Teams of experts transform lives of families in Ukraine
Displaced families are finding their feet again thanks to roving teams of experts.
This year, Lyudmila Rudnichok has seen first-hand what a big difference a small team of experts can make to families displaced by war.
"Many people left their homes without anything,” says Rudnichok, who runs one of UNICEF’s 50 mobile assistance teams in Ukraine. “Some of them have relatives left at home, while some people have nowhere to live. They address us with different questions and problems. They just need help with fitting into a peaceful life.”
Rudnichok’s expert team – which consists of a doctor, social worker, psychologist and lawyer – has spent the last few months helping over 80 displaced people living in a kindergarten in the city of Sarny. Most are mothers with children and the elderly.
Yulia, 31, was one of the mothers who desperately needed this lifeline, after a shell destroyed her home in Sloviansk and she was forced to flee with her two children.
"The windows blew out,” recalls Yulia, sadly. “That's why we decided to flee. The kids were scared. They are still terrified and have nightmares.”
In Sarny, Rudnichok’s mobile team, run by UNICEF and the Ukrainian Public Health Foundation, helped Yulia to receive legal, psychological, medical and social support.
"The team's consultations were helpful,” she says. “The lawyer explained how to get help. And the children could draw and really liked it.”

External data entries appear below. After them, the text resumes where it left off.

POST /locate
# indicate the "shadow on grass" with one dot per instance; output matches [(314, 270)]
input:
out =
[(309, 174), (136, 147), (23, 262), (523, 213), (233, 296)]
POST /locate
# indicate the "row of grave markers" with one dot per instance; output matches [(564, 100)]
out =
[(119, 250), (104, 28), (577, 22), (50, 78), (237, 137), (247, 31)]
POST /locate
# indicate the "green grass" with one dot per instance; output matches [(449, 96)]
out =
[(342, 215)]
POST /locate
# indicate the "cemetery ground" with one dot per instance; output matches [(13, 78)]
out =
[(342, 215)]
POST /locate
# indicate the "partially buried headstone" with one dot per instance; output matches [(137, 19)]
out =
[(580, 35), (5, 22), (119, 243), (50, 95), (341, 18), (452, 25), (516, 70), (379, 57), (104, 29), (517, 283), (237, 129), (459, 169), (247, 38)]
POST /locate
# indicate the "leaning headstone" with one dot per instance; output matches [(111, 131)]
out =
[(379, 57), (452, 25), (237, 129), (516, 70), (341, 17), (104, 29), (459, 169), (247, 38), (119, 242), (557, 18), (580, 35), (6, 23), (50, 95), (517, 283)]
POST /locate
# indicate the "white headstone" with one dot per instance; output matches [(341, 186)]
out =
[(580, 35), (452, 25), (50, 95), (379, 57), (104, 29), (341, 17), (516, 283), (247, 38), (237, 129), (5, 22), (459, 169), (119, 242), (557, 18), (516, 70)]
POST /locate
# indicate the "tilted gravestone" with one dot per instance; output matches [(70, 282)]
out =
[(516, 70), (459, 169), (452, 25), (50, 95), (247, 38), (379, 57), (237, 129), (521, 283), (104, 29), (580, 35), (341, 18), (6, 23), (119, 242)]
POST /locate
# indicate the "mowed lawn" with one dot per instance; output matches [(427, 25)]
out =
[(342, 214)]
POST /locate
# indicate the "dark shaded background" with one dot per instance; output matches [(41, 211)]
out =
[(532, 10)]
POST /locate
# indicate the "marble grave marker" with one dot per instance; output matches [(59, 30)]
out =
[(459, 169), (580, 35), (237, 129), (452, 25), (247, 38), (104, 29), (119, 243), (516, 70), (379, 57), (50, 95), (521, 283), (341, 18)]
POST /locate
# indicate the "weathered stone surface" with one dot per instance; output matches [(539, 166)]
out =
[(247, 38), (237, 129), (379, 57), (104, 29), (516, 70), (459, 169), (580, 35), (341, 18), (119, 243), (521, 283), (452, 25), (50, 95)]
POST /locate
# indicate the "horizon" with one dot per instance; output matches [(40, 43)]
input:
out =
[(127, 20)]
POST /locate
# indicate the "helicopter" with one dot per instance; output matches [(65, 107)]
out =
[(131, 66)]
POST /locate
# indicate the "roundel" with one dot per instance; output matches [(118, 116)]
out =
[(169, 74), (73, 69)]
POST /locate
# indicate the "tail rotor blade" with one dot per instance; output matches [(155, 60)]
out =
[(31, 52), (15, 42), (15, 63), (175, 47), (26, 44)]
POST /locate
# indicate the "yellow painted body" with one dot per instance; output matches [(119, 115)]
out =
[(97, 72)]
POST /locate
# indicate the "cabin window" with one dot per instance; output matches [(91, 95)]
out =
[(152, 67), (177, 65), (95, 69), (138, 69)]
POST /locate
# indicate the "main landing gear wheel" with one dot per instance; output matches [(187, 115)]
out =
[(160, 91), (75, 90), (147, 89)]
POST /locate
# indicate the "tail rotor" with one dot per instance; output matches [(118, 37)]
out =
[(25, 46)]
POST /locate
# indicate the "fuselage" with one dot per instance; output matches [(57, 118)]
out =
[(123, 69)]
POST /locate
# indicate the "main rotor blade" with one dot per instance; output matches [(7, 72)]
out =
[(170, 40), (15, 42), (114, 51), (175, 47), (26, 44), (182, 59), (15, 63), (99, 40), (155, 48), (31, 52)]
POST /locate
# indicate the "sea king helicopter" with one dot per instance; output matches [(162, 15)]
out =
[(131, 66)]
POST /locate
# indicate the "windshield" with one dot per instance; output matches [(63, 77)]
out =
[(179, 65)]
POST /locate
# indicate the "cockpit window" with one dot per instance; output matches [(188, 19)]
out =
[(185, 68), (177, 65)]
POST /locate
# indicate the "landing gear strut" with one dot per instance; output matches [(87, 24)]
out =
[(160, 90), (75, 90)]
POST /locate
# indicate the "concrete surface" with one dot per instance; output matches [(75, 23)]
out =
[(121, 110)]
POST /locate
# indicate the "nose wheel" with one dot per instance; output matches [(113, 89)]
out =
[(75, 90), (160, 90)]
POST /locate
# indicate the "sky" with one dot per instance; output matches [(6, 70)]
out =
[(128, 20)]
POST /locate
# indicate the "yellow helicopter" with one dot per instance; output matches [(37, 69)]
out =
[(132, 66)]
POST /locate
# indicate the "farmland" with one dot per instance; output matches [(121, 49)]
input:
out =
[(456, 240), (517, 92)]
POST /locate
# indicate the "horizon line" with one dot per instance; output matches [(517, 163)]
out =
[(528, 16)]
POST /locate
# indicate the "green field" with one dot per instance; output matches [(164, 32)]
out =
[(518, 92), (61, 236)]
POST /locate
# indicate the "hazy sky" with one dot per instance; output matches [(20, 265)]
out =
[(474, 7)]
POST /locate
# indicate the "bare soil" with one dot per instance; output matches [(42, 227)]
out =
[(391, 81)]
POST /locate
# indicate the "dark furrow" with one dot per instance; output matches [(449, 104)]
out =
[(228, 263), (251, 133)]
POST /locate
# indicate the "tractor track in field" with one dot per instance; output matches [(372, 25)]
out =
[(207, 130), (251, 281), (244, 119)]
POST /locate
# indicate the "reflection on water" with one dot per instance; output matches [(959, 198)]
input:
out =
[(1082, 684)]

Natalia, 35, was also relieved to receive assistance from the team. In February, she and her two children fled their home in Sloviansk, and found themselves struggling in Sarny – until the team came to her aid. Now, she is finding her feet again.
It is very good here, as it would be at home,” says Natalia. “We help out. For example, we sorted out potatoes and swept out a room."
Since March 2022, 50 mobile teams put together by UNICEF and the Ukrainian Public Health Foundation have been busy addressing the needs of families affected by the war. Each team consists of a psychologist, social worker, lawyer and doctor.
In the last five months, teams have assisted over 170,000 people affected by the war, including families with children. In total, more than 700,000 services have been provided in the Lvivska, Zakarpatska, Rivnenska, Vinnytska, Dnipropetrovska, Chernivetska, Volynska, Zhytomyrska, Khmelnytska, Ternopilska and Ivano-Frankivska regions. Over one fifth (22 per cent) of its services have been provided to children.
The teams provide socio-psychological assistance to war-affected people. This assistance includes psychological first aid and support, legal counselling, social support and services, medical assistance (consultation, online communication with doctors, referral to other specialists), and provision of humanitarian kits and informational materials.